Una versione - quella della premier - che è addirittura "eversiva" per la leader del Pd Elly Schlein. "Insinuare che i giudici agiscano non a tutela della legge ma per un disegno politico - dice - è un atteggiamento eversivo. E non è la prima volta".

Ma Meloni, via social, non ci sta e ribadisce la linea: a sinistra "hanno un'unica strategia e speranza" cioè "provare a liberarsi degli avversari per via giudiziaria, perché alla via democratica hanno rinunciato da un pezzo". Nel mirino dell'opposizione c'è, poi, anche la modalità dell'intervista della premier sulle reti Mediaset: "senza contraddittorio", accusa Matteo Renzi. "Ha fallito su tutto - attacca Giuseppe Conte - e ora piagnucola sui social e in tv rispolverando l'usato sicuro dei governi di cui ha fatto parte: ho i giudici contro".

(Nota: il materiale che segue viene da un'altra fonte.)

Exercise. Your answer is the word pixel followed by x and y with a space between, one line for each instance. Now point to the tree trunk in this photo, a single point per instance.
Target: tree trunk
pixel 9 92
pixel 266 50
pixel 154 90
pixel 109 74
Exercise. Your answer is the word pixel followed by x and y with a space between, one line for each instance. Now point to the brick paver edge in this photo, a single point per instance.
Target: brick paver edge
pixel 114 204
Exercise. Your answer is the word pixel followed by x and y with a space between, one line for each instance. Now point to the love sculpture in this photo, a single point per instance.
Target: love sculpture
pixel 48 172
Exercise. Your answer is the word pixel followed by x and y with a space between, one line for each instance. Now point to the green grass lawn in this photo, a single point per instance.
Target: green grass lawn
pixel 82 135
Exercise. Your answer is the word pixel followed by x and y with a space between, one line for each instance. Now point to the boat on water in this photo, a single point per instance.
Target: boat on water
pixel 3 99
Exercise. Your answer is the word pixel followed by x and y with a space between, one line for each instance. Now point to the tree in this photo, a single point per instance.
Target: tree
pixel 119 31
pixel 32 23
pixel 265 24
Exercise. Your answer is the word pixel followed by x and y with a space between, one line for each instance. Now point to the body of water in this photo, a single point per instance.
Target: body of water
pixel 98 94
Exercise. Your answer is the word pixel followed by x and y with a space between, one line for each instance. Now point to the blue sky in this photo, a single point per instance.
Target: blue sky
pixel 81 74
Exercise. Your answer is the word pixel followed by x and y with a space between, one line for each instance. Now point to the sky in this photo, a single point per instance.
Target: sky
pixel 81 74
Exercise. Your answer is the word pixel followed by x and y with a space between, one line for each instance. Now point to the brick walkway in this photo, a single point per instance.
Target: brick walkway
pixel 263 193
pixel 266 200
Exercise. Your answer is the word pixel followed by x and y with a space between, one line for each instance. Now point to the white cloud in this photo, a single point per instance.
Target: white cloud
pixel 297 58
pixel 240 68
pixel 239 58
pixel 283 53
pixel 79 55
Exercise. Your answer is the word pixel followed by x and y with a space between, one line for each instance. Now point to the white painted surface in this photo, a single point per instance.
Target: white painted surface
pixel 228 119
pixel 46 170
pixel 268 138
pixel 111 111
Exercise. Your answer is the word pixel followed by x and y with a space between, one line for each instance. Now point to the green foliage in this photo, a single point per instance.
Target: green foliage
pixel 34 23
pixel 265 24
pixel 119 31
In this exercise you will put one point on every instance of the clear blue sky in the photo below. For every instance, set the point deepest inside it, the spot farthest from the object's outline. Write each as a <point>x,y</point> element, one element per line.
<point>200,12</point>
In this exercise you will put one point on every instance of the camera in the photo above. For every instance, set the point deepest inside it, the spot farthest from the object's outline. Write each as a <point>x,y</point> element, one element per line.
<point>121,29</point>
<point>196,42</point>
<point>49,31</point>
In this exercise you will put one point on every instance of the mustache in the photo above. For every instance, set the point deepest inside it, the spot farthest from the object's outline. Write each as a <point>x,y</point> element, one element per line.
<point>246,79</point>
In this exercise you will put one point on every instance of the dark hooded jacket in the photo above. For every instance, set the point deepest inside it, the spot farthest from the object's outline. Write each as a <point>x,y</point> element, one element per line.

E a rispondere alla presidente del Consiglio è anche l'Anm. "I magistrati non fanno politica - dice in una nota l'associazione - ma fanno il loro mestiere nonostante insulti e intimidazioni. Nessun disegno politico: affermarlo è non comprendere la separazione dei poteri". Fatto sta che la stagione parlamentare che riprenderà a settembre si chiude con un nuovo, l'ennesimo, scontro al vetriolo in tema di giustizia. Che si riproporrà (al netto delle polemiche estive) quando i battenti del Parlamento riapriranno e si giocherà sul doppio binario dell'esame della separazione delle carriere in commissione e dell'istruttoria sulle richieste a procedere nei confronti dei ministri Carlo Nordio e Matteo Piantedosi e del sottosegretario Alfredo Mantovano sul caso Almasri. In vista dell'autunno, tra l'altro, Meloni starebbe valutando la strategia migliore per difendere l'operato del governo che - ha ribadito in tutte le sedi - "agisce sotto la mia guida e in maniera concordata". E sarebbe "grave", per la leader del Pd, Schlien, se il governo a un certo punto optasse per l'apposizione del segreto di Stato.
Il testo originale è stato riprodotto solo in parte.